A ver si consigo aclararlo y con ello, a lo
mejor, a alguno se le abren los ojos y
empieza a distinguir, que con el pecado común y propio de generalizar tendemos
a meter en el mismo saco a todo dios. Y esto ha convertido a la función pública
en un Titanic de mercadillo, pasajeros de distintas castas en distintas
categorías, la masa currante hacinada en la bodega y los privilegiados, junto a
tripulación y oficialidad, con entrada de primera para los botes salvavidas,
que esto se hunde.
Los empleados
públicos, esos adoradores del maligno a los que los ineptos gobernantes
recurren para desprenderse de sus culpas y cargar con sus responsabilidades. La
Ley los define como aquéllos que desempeñan funciones retribuidas en las
Administraciones Públicas al servicio de los intereses generales y los
clasifica en funcionarios de carrera, funcionarios interinos, personal laboral,
personal eventual y personal directivo. Y esa misma ley fija, para todos ellos,
como fundamentos de actuación, entre otros, el servicio a los ciudadanos y a
los intereses generales, la igualdad, el mérito y la capacidad en el acceso, el
sometimiento pleno a la Ley y al Derecho, la objetividad, la profesionalidad y
la imparcialidad en el servicio, la transparencia y la responsabilidad en la
gestión. Para todos los empleados públicos.
Es decir,
todo aquél que cobra de una administración por el trabajo que realiza para ella
es un empleado público y debe cumplir los principios establecidos.
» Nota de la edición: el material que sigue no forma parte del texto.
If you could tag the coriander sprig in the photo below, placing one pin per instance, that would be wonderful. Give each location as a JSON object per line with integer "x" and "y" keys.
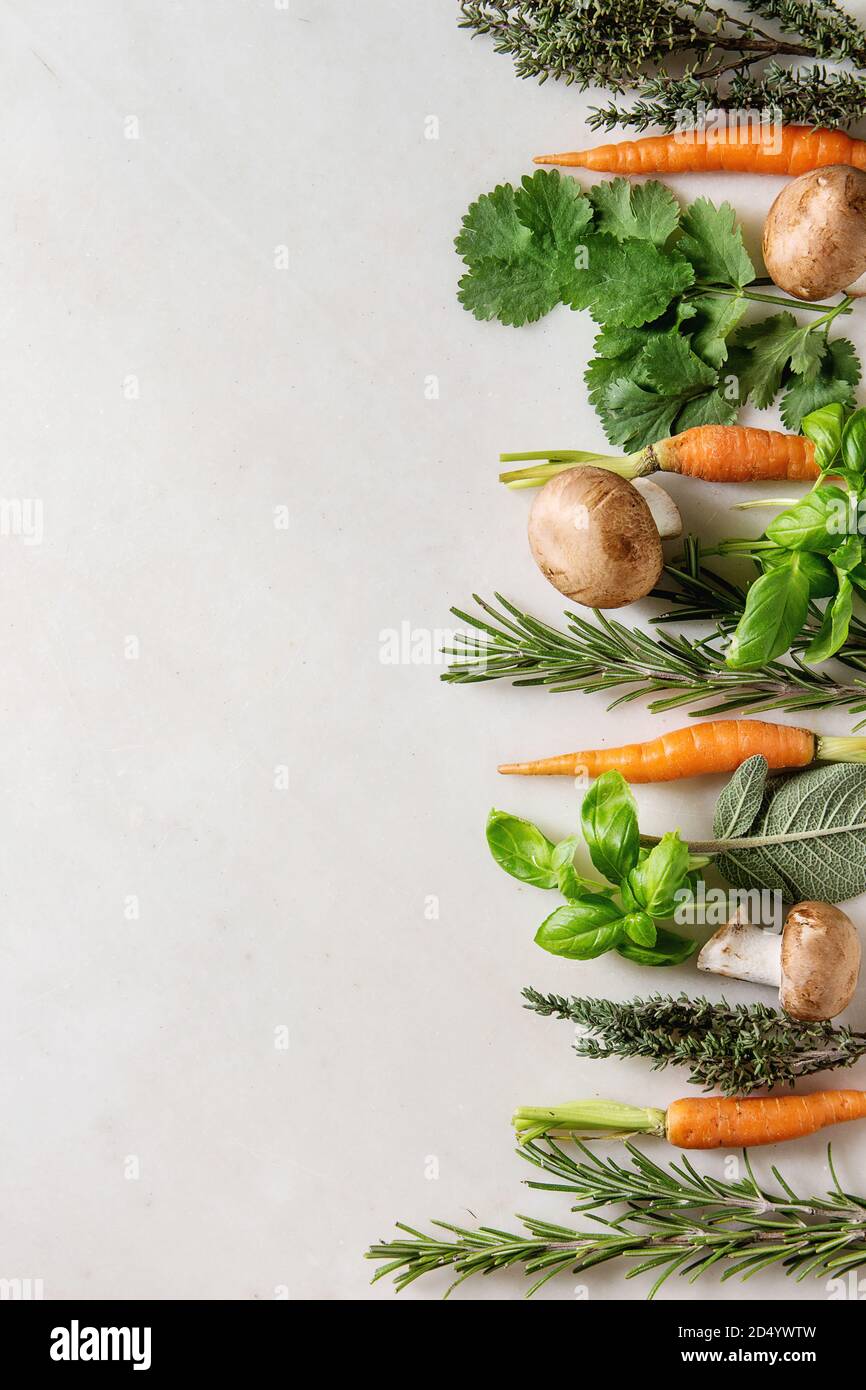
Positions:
{"x": 674, "y": 1221}
{"x": 731, "y": 1048}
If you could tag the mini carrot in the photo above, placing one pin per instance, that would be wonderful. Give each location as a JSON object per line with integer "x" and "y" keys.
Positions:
{"x": 719, "y": 745}
{"x": 736, "y": 149}
{"x": 715, "y": 453}
{"x": 698, "y": 1121}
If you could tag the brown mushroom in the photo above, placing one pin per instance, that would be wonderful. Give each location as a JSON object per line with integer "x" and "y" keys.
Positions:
{"x": 815, "y": 234}
{"x": 815, "y": 962}
{"x": 594, "y": 537}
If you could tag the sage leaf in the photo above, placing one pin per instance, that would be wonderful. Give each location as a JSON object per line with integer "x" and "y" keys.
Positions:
{"x": 740, "y": 801}
{"x": 808, "y": 838}
{"x": 520, "y": 848}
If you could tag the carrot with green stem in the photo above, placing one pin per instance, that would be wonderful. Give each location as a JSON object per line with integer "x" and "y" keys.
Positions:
{"x": 698, "y": 1121}
{"x": 715, "y": 453}
{"x": 719, "y": 745}
{"x": 734, "y": 149}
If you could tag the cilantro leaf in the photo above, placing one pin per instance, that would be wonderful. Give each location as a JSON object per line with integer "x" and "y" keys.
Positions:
{"x": 626, "y": 285}
{"x": 712, "y": 242}
{"x": 647, "y": 211}
{"x": 838, "y": 374}
{"x": 716, "y": 316}
{"x": 776, "y": 342}
{"x": 519, "y": 245}
{"x": 641, "y": 406}
{"x": 492, "y": 230}
{"x": 711, "y": 407}
{"x": 516, "y": 292}
{"x": 553, "y": 209}
{"x": 635, "y": 417}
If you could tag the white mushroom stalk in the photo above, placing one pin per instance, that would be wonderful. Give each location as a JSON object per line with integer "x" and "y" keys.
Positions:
{"x": 813, "y": 962}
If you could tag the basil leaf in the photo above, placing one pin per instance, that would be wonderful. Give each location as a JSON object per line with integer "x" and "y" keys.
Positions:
{"x": 848, "y": 555}
{"x": 824, "y": 428}
{"x": 609, "y": 820}
{"x": 520, "y": 848}
{"x": 834, "y": 626}
{"x": 854, "y": 442}
{"x": 813, "y": 523}
{"x": 669, "y": 950}
{"x": 816, "y": 567}
{"x": 774, "y": 613}
{"x": 567, "y": 879}
{"x": 640, "y": 927}
{"x": 655, "y": 881}
{"x": 581, "y": 930}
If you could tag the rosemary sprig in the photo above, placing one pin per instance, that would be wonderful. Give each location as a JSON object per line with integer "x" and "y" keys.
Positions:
{"x": 729, "y": 61}
{"x": 730, "y": 1048}
{"x": 609, "y": 656}
{"x": 674, "y": 1221}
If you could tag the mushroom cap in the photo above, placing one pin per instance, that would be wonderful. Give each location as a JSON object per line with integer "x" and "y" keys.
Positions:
{"x": 815, "y": 234}
{"x": 594, "y": 538}
{"x": 820, "y": 961}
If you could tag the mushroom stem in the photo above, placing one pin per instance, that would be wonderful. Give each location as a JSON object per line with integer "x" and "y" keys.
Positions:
{"x": 744, "y": 952}
{"x": 665, "y": 510}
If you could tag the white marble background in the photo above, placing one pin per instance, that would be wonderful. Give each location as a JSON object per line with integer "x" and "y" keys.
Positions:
{"x": 227, "y": 270}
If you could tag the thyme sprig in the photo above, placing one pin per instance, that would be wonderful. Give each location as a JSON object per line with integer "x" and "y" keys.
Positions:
{"x": 508, "y": 644}
{"x": 730, "y": 1048}
{"x": 674, "y": 1221}
{"x": 704, "y": 57}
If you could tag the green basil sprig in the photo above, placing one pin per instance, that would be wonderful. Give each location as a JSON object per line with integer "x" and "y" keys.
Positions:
{"x": 811, "y": 551}
{"x": 620, "y": 915}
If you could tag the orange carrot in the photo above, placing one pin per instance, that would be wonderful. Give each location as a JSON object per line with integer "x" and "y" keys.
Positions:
{"x": 698, "y": 1122}
{"x": 717, "y": 747}
{"x": 715, "y": 453}
{"x": 715, "y": 1122}
{"x": 791, "y": 149}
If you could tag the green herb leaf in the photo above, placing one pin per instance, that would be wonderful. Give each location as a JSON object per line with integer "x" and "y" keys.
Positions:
{"x": 640, "y": 927}
{"x": 774, "y": 613}
{"x": 517, "y": 246}
{"x": 567, "y": 879}
{"x": 666, "y": 377}
{"x": 837, "y": 375}
{"x": 581, "y": 930}
{"x": 658, "y": 877}
{"x": 626, "y": 284}
{"x": 716, "y": 317}
{"x": 820, "y": 819}
{"x": 740, "y": 801}
{"x": 813, "y": 523}
{"x": 776, "y": 342}
{"x": 834, "y": 626}
{"x": 609, "y": 820}
{"x": 669, "y": 950}
{"x": 647, "y": 211}
{"x": 520, "y": 848}
{"x": 854, "y": 444}
{"x": 712, "y": 242}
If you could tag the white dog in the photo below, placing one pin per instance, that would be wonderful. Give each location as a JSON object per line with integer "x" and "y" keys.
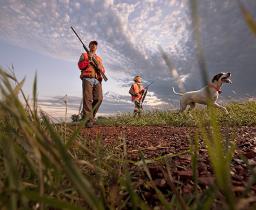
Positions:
{"x": 211, "y": 91}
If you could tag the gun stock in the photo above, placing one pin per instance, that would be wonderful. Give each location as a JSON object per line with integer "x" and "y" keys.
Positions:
{"x": 94, "y": 61}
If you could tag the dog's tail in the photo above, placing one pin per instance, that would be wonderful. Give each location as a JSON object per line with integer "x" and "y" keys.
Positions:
{"x": 180, "y": 94}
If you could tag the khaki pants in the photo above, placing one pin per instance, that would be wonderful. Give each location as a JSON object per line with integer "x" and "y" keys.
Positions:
{"x": 92, "y": 98}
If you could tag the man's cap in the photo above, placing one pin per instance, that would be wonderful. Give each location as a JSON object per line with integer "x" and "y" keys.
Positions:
{"x": 93, "y": 42}
{"x": 136, "y": 78}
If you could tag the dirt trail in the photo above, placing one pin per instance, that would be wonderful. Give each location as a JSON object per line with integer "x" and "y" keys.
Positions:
{"x": 157, "y": 141}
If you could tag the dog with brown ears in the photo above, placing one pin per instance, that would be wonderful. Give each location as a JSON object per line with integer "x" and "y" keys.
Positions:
{"x": 210, "y": 92}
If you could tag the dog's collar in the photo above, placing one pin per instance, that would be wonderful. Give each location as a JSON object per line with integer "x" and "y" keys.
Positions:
{"x": 215, "y": 88}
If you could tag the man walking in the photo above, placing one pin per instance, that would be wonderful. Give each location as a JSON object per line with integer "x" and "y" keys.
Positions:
{"x": 91, "y": 83}
{"x": 136, "y": 92}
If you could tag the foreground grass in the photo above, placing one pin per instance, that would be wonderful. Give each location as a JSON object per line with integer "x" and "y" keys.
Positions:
{"x": 240, "y": 114}
{"x": 44, "y": 166}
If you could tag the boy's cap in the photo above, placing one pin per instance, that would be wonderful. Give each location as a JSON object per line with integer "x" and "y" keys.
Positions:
{"x": 93, "y": 42}
{"x": 136, "y": 78}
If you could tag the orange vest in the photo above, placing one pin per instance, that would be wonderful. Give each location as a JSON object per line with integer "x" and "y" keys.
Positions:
{"x": 87, "y": 70}
{"x": 137, "y": 88}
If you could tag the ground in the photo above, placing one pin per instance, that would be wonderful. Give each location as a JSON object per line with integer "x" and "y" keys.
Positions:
{"x": 158, "y": 141}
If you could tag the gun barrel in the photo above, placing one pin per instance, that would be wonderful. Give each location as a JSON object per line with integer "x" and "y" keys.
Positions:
{"x": 96, "y": 66}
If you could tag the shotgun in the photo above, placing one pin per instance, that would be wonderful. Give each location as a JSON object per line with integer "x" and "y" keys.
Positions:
{"x": 94, "y": 61}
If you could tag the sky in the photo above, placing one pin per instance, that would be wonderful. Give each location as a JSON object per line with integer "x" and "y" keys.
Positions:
{"x": 35, "y": 37}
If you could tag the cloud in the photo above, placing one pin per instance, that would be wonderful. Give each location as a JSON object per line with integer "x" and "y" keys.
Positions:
{"x": 129, "y": 34}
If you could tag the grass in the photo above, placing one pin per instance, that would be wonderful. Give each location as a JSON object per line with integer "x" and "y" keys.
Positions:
{"x": 46, "y": 167}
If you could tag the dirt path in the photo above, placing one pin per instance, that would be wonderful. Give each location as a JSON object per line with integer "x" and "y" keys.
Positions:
{"x": 156, "y": 141}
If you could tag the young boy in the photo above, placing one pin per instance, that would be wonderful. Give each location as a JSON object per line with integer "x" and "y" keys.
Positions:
{"x": 137, "y": 91}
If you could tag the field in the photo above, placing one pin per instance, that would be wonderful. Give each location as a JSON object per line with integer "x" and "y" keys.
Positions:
{"x": 163, "y": 160}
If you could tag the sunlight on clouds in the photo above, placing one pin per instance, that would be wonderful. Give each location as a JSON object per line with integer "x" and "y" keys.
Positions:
{"x": 152, "y": 100}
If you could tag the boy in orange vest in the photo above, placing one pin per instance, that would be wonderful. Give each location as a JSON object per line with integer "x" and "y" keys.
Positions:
{"x": 136, "y": 92}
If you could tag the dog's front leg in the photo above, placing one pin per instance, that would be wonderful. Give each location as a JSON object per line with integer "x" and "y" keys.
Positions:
{"x": 221, "y": 107}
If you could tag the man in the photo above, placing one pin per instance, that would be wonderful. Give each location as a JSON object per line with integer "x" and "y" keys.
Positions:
{"x": 137, "y": 91}
{"x": 91, "y": 82}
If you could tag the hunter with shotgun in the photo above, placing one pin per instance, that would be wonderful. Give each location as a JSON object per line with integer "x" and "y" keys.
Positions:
{"x": 92, "y": 73}
{"x": 138, "y": 93}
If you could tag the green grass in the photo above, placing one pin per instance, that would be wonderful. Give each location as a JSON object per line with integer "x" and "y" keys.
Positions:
{"x": 47, "y": 167}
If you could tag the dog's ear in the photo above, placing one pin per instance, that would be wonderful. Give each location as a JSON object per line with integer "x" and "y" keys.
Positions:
{"x": 216, "y": 77}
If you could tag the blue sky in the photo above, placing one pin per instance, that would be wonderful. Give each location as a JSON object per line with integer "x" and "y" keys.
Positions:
{"x": 35, "y": 36}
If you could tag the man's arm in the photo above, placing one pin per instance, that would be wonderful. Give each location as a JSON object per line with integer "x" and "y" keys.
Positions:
{"x": 83, "y": 62}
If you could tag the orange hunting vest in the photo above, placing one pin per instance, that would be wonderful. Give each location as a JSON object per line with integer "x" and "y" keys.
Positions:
{"x": 137, "y": 88}
{"x": 87, "y": 70}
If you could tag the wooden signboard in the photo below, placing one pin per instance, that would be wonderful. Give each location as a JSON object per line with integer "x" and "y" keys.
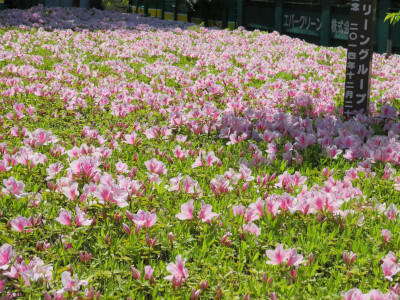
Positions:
{"x": 359, "y": 57}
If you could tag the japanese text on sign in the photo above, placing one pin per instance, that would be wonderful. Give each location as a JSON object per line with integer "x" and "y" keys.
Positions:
{"x": 359, "y": 57}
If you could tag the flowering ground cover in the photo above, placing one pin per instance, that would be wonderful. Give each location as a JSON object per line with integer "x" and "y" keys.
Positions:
{"x": 149, "y": 159}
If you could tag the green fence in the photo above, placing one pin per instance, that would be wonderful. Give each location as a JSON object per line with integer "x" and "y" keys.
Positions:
{"x": 323, "y": 22}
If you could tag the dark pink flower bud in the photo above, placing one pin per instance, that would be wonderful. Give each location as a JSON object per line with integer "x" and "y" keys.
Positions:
{"x": 203, "y": 285}
{"x": 126, "y": 229}
{"x": 129, "y": 215}
{"x": 135, "y": 273}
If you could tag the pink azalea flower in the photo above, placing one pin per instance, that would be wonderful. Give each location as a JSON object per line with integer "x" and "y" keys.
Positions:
{"x": 13, "y": 187}
{"x": 53, "y": 170}
{"x": 111, "y": 193}
{"x": 81, "y": 218}
{"x": 252, "y": 229}
{"x": 156, "y": 166}
{"x": 186, "y": 211}
{"x": 294, "y": 259}
{"x": 277, "y": 256}
{"x": 6, "y": 255}
{"x": 390, "y": 267}
{"x": 65, "y": 217}
{"x": 71, "y": 191}
{"x": 19, "y": 224}
{"x": 148, "y": 272}
{"x": 220, "y": 185}
{"x": 2, "y": 285}
{"x": 121, "y": 167}
{"x": 178, "y": 271}
{"x": 85, "y": 167}
{"x": 35, "y": 270}
{"x": 206, "y": 214}
{"x": 144, "y": 219}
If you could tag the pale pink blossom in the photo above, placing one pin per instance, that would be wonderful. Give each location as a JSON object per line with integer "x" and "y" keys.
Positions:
{"x": 179, "y": 273}
{"x": 6, "y": 255}
{"x": 206, "y": 214}
{"x": 386, "y": 235}
{"x": 71, "y": 284}
{"x": 252, "y": 229}
{"x": 65, "y": 217}
{"x": 186, "y": 211}
{"x": 13, "y": 187}
{"x": 19, "y": 224}
{"x": 156, "y": 166}
{"x": 277, "y": 256}
{"x": 144, "y": 219}
{"x": 148, "y": 272}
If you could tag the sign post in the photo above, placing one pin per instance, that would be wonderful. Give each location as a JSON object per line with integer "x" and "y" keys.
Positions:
{"x": 359, "y": 57}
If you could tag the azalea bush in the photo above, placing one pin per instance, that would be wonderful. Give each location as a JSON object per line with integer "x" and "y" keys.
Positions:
{"x": 147, "y": 159}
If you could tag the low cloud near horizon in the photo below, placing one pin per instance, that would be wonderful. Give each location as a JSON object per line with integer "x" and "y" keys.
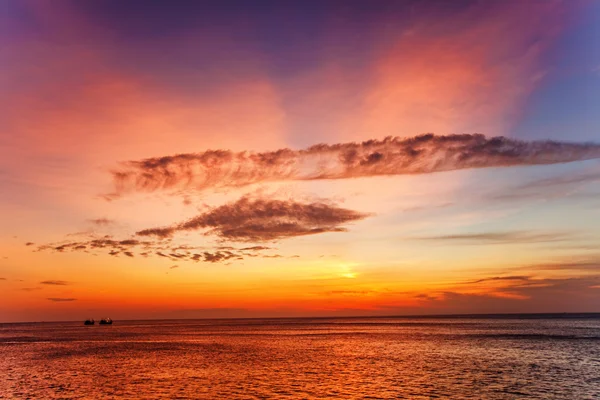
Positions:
{"x": 260, "y": 220}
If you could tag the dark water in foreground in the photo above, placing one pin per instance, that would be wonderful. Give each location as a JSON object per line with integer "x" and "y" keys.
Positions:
{"x": 388, "y": 358}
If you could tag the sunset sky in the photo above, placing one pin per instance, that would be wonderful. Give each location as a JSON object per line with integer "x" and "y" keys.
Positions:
{"x": 192, "y": 159}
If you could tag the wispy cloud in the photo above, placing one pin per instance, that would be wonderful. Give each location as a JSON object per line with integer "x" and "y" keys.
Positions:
{"x": 259, "y": 220}
{"x": 55, "y": 283}
{"x": 61, "y": 299}
{"x": 509, "y": 237}
{"x": 102, "y": 221}
{"x": 391, "y": 156}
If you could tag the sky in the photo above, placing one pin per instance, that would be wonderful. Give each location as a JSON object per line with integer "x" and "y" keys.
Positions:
{"x": 216, "y": 159}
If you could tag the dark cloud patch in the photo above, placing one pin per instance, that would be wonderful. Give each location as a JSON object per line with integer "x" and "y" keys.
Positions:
{"x": 510, "y": 237}
{"x": 102, "y": 221}
{"x": 219, "y": 256}
{"x": 61, "y": 299}
{"x": 391, "y": 156}
{"x": 260, "y": 220}
{"x": 55, "y": 283}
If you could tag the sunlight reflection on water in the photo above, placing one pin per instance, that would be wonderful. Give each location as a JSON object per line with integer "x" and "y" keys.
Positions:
{"x": 303, "y": 358}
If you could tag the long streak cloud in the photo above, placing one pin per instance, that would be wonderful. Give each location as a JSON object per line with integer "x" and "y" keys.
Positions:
{"x": 391, "y": 156}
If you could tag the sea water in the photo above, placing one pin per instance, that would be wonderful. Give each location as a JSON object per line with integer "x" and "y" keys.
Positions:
{"x": 347, "y": 358}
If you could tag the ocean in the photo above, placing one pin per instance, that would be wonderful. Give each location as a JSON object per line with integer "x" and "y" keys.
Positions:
{"x": 500, "y": 357}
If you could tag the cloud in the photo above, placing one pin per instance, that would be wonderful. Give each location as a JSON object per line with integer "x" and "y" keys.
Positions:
{"x": 255, "y": 248}
{"x": 61, "y": 299}
{"x": 516, "y": 237}
{"x": 55, "y": 282}
{"x": 102, "y": 221}
{"x": 261, "y": 220}
{"x": 391, "y": 156}
{"x": 146, "y": 248}
{"x": 502, "y": 278}
{"x": 31, "y": 289}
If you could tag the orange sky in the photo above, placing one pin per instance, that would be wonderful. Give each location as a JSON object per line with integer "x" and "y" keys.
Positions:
{"x": 86, "y": 91}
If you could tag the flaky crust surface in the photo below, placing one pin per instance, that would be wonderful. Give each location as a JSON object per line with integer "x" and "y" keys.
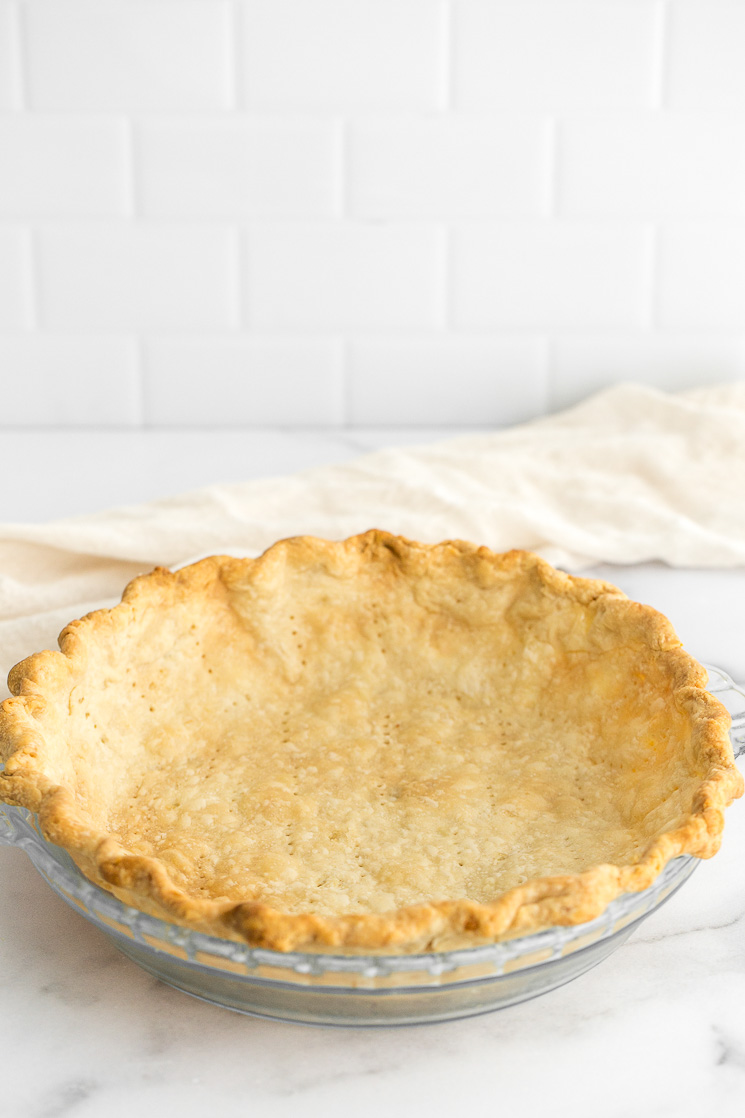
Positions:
{"x": 369, "y": 745}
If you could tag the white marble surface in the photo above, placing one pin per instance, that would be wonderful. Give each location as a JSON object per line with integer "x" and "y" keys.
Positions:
{"x": 658, "y": 1030}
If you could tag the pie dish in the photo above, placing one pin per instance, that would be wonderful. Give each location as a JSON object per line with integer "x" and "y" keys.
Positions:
{"x": 373, "y": 745}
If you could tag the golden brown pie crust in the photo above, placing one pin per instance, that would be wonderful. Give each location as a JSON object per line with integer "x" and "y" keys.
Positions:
{"x": 369, "y": 745}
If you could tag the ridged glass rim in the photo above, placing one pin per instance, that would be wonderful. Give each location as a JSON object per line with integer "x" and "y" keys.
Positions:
{"x": 18, "y": 828}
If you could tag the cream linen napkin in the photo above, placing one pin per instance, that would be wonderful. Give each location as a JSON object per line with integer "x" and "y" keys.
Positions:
{"x": 630, "y": 475}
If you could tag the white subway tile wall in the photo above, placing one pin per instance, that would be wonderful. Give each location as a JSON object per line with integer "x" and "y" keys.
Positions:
{"x": 329, "y": 212}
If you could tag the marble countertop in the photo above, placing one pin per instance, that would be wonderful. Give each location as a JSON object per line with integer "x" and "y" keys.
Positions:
{"x": 657, "y": 1030}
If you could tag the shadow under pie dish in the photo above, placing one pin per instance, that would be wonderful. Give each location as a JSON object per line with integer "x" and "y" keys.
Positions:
{"x": 369, "y": 746}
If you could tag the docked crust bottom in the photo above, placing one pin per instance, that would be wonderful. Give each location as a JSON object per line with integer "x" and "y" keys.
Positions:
{"x": 369, "y": 745}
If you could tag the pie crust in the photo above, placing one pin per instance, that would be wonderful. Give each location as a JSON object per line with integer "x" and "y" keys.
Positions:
{"x": 369, "y": 745}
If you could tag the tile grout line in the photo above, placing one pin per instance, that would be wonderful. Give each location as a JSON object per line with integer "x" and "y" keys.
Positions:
{"x": 345, "y": 386}
{"x": 651, "y": 255}
{"x": 549, "y": 343}
{"x": 661, "y": 55}
{"x": 446, "y": 59}
{"x": 342, "y": 171}
{"x": 550, "y": 169}
{"x": 32, "y": 281}
{"x": 234, "y": 58}
{"x": 132, "y": 180}
{"x": 141, "y": 376}
{"x": 448, "y": 282}
{"x": 21, "y": 84}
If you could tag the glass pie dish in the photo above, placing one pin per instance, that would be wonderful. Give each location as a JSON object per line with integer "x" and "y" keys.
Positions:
{"x": 354, "y": 988}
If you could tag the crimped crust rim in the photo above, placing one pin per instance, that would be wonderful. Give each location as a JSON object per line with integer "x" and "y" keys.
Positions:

Hasta ahí de
acuerdo. Pero es a partir de este punto donde se lía la cosa, porque bajo este
paraguas se camuflan muchos que pervierten dichos principios y que han
prostituido el concepto de empleado público. Y esta perversión es la que lleva
a pueblo soberano que paga las nóminas a confundir churras con merinas.
Empiezo el desglose
de los fundamentos de actuación, englobando a los funcionarios y el personal
laboral en un grupo, y al personal eventual y el político en otro, más que nada
por no mezclar los sabores y los olores. Punto uno. Igualdad, mérito y
capacidad en el acceso. Para los del primer grupo, que se han tenido que currar
un proceso selectivo, estos conceptos están más que claros. Para los segundos,
los digitales, es que me meo todo. Bueno, casi todo. Porque, a ver, sin
generalizar que gente buena hay en todas las casas, la capacidad está por
demostrar, vistos los resultados. Ahora bien, la igualdad sí se cumple, ya que
igual da del partido que sea el agraciado con el empleo a dedo, que buen sueldo
tendrá. Y en cuanto al mérito, permitidme que no escriba lo que pienso, que
muchas y variadas son las formas de hacer méritos y no me apetece ser vulgar.
Punto dos. Lo
de someterse a la Ley y al Derecho. Los del grupo trabajador no tienen otra, el
sistema lo establece, lo vigila, lo protege y lo sanciona cuando se tercia. Pero
los del grupo digital, ¡ay, señor, los del grupo digital! Ya no es que muchos
se pasen por el forro la ley, el derecho, la justicia, la ética y lo que sea
necesario, pues con ellos no va el tema. El problema es que son ellos mismos,
los corsarios, los que legislan para su beneficio. Y, como tontos no son,
artículo sobre artículo, decreto por aquí y por allá, se construyen un chalé
con búnker y nos dejan las casas de paja y de madera al resto de los cerditos
para que nos las tumbe el lobo. El sueldo en la cartilla todos los meses es lo
único que les interesa.
La
objetividad, la profesionalidad, la imparcialidad, la transparencia, la
responsabilidad en la gestión, los intereses generales y otras menudencias sin
importancia me las dejo para dirimir mañana, que hoy ya se me ha descompuesto
el cuerpo, será un virus, ya sabéis. Pero, por el momento, parece que las
diferencias entre el grupo de los funcionarios y el otro asoman nítidas entre
los escombros del sistema. ¿O no?
Lo dicho.
Mañana, más.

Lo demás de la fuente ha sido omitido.